The Security Interview
As with many things that hold your personal data, you (hopefully!) care about how secure your data is. I feel that too often these days, people just trust in the devices and services that they use without pondering some of the wider implications of their security in an increasingly digital information world. It’s something that I think everyone should be paranoid about and unfortunately too few people are. As such, after much debate with myself. I decided to put the security section of this review before the hardware itself, because to me it’s at least as important as the functionality provided by the Cozify hub and it should be that important to you to.
I had the opportunity to ask Kimmo Ruotoistenmäki (Founder and CEO of Cozify) some questions on a range of subjects, including security. Some of you may be aware that my day job is in finance. As such, I take data security seriously, even though I’m not a security expert myself. I’ve often wondered how those in different industries feel about security. If the answers to my questions Kimmo gave me are any indication, I’m reassured that industries outside finance that handle client data seem to be on board with the idea of taking data security seriously.
WCCFtech: Is the Cozify hub accessible to its owners from the net? If so, what kind of security is implemented to access it and prevent others from doing the same?
Cozify: Yes, the Cozify Hub is accessible to its owners over the net. To make this happen, the traffic is routed through our Cloud.
Short answer to the security question: All traffic in the internet is encrypted and we use JWT-token based technology to identify authorised UI devices from unauthorised ones.
Slightly longer answer to the security question:
- All communicated via the internet (phone to cloud to hub) is encrypted.
- Each hub has a privilege system to list users and their roles. Roles can vary between admin, user and guest.
- After authenticating the user, the UI device will receive a virtual “key chain” to access the users hub(s). These keys are used in the communication between the phone and the hub to determine an authorised user from an unauthorised one.
- The solution has been designed in cooperation with industry security experts and we conduct an annual 3rd party security audit on the system.
W: Regarding cloud servers then, I assume these are housed in some kind of high availability data centres?
C: We are currently using Amazon’s data centres in Ireland for IaaS. I believe their SLA for EC2 is 99.95%. We’ve had a very good experience on Amazon over the years with only one service outage in five years.
Keep in mind though that it is much more important to have a redundant and scalable setup than a very high SLA for a single server or server location.

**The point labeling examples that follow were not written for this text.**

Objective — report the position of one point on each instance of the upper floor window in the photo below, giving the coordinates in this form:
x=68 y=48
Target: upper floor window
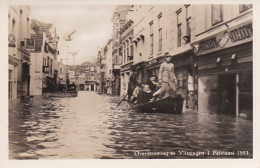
x=151 y=38
x=179 y=32
x=217 y=14
x=244 y=7
x=160 y=32
x=188 y=21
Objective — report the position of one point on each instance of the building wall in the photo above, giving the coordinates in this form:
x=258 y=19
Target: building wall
x=20 y=28
x=227 y=65
x=36 y=74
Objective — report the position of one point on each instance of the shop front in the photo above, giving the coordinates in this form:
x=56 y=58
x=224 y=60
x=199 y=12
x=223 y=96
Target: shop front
x=224 y=72
x=184 y=73
x=125 y=73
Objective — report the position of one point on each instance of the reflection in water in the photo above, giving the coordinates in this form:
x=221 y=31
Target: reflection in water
x=91 y=126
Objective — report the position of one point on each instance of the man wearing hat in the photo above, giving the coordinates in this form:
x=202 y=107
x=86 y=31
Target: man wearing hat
x=167 y=78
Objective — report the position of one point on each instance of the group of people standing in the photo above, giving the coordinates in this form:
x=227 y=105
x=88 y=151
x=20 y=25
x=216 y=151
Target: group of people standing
x=140 y=93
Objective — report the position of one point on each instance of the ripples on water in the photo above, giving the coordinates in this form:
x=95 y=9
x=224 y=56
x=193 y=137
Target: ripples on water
x=91 y=126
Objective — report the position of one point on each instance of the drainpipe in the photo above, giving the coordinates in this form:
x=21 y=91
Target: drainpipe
x=237 y=95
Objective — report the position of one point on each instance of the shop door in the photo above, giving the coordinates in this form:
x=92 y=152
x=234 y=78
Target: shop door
x=226 y=96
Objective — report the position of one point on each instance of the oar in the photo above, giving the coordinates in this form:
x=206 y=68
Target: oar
x=121 y=100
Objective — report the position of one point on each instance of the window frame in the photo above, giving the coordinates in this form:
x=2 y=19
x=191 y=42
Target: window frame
x=188 y=21
x=179 y=27
x=151 y=38
x=212 y=14
x=159 y=33
x=243 y=10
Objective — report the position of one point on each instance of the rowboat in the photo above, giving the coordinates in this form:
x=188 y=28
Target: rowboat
x=169 y=104
x=61 y=94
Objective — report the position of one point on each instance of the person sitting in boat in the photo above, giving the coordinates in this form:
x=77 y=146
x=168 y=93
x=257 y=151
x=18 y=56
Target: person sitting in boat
x=152 y=83
x=167 y=78
x=145 y=96
x=136 y=91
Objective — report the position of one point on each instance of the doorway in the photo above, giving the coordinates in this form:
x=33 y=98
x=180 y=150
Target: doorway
x=226 y=95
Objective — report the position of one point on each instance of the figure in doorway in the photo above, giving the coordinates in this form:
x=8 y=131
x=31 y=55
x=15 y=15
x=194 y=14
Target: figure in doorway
x=167 y=78
x=131 y=85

W: So going back to the communication between phone and hub, I’d like to clarify this further. Does the cloud server merely allow the phone and the hub to authenticate each other or is all traffic actually routed through the cloud server? I guess the difference is once my phone is authenticated, does my phone talk directly to the hub for the remainder of that session time or is my phone always communicating to the hub via your servers?

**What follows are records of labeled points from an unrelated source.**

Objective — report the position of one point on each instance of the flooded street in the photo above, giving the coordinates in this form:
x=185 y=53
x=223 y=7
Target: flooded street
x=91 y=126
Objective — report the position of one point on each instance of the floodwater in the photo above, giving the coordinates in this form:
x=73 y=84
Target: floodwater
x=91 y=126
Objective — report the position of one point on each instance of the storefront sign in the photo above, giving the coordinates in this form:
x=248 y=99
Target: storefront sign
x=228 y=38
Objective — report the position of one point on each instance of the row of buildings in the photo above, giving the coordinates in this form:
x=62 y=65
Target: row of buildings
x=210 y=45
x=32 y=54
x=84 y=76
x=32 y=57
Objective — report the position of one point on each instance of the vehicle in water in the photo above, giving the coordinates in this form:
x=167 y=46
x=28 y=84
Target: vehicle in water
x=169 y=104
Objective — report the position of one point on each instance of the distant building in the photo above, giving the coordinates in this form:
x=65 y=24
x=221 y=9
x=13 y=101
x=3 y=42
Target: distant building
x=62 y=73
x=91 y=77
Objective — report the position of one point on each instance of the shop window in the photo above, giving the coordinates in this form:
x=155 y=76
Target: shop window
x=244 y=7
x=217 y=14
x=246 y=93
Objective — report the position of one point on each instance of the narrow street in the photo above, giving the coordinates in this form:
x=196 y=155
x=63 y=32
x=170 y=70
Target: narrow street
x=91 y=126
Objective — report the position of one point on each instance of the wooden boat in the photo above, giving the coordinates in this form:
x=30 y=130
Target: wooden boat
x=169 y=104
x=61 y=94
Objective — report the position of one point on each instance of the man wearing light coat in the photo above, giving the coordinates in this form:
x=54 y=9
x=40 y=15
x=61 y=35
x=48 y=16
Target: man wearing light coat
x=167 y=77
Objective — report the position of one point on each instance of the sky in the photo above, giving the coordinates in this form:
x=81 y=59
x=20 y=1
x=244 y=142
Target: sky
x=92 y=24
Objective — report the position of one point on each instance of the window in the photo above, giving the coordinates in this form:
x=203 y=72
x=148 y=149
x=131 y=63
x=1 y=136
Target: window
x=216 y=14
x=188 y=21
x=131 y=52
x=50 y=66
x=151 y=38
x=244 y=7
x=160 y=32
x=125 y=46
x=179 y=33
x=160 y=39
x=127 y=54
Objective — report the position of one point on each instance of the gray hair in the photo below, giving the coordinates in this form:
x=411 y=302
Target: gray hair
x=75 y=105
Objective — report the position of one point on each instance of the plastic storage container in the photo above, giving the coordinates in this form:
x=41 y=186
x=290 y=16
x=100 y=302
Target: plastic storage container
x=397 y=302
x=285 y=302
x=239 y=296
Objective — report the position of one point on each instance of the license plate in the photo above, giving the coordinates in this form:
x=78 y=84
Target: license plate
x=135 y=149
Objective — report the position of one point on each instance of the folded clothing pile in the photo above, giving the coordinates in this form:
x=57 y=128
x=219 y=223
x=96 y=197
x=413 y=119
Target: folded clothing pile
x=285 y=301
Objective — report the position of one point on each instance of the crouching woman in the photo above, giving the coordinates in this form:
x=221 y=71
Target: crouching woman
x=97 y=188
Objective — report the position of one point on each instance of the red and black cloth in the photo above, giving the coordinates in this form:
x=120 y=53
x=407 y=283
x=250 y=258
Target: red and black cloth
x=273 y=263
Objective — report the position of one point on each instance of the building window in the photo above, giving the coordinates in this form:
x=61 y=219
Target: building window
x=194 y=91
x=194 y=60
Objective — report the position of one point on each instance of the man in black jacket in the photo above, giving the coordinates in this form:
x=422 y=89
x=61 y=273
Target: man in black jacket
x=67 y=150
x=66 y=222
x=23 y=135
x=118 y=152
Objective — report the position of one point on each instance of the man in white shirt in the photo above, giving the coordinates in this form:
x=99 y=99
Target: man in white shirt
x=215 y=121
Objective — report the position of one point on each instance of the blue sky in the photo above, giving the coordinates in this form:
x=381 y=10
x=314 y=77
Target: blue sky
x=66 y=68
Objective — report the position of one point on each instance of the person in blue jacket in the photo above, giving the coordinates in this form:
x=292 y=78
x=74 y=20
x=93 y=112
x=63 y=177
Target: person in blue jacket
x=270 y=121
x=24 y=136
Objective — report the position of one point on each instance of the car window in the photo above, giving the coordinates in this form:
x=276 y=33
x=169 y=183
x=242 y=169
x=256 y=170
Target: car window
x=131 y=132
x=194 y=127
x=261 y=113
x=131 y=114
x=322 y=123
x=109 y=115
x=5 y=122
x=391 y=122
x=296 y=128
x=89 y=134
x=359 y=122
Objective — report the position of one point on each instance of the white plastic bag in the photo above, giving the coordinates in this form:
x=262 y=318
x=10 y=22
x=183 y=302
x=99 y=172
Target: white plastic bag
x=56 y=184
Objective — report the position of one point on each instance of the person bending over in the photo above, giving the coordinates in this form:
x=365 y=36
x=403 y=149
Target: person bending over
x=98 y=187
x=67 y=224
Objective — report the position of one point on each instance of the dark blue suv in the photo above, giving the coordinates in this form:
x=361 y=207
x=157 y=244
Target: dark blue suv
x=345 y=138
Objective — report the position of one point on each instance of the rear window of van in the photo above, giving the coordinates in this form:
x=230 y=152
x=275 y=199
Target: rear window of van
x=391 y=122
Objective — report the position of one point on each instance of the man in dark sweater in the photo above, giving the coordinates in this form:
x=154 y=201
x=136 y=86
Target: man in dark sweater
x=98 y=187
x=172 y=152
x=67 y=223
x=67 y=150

C: The phone and hub will communicate directly whenever they are on the same local network. When you aren’t on the same network and connecting via the internet, all traffic is routed via our cloud servers, not just authentication. You can tell if you’re using the cloud servers or speaking direct from the app. If the cloud icon is visible in the top left, you are using our servers, if not then you’re local.
W: Ok, so another security point, you potentially have access to a lot of your clients’ data. Assuming that this data is visible to Cozify and its employees/contractors, what kind of security practices do you have in place to prevent abuse of this data?
C: The data is kept in data centres that have professional security policies. All of our employees and subcontractors have signed a confidentiality agreement and our core developers have Security Clearance with the Finnish government (Cozify is based in Finland).
As mentioned previously, we use several techniques to prevent third parties from snooping or attacking the system, this is work that we know will never end.
W: Do you data mine this data at all (even if you anonymise it first)?
C: At the moment we don’t really do what I’d consider to be “data mining”. We do access the data to improve the service, fix bugs and give personal assistance/customer support, but we do avoid accessing any detailed data without asking the client for permission first. We also monitor the “health” of the overall system based on the health reports we receive from Cozify hubs.
We do plan to data mine in future to provide better service to our clients. As an example, we could give you tips on how to save energy by comparing stats from your home to average homes in the same area. We can also make more sophisticated automation possible by letting the system learn and adapt to your behaviour. We do anonymise this data when looking for trends in these scenarios though.
One thing I’d like to make clear though: We will communicate our privacy policies as clearly and transparently as possible and ask for permission or inform the user about the user of their data, even when it is being used in an anonymised manner.
We believe that privacy and security are one of the important issues in the home IoT area.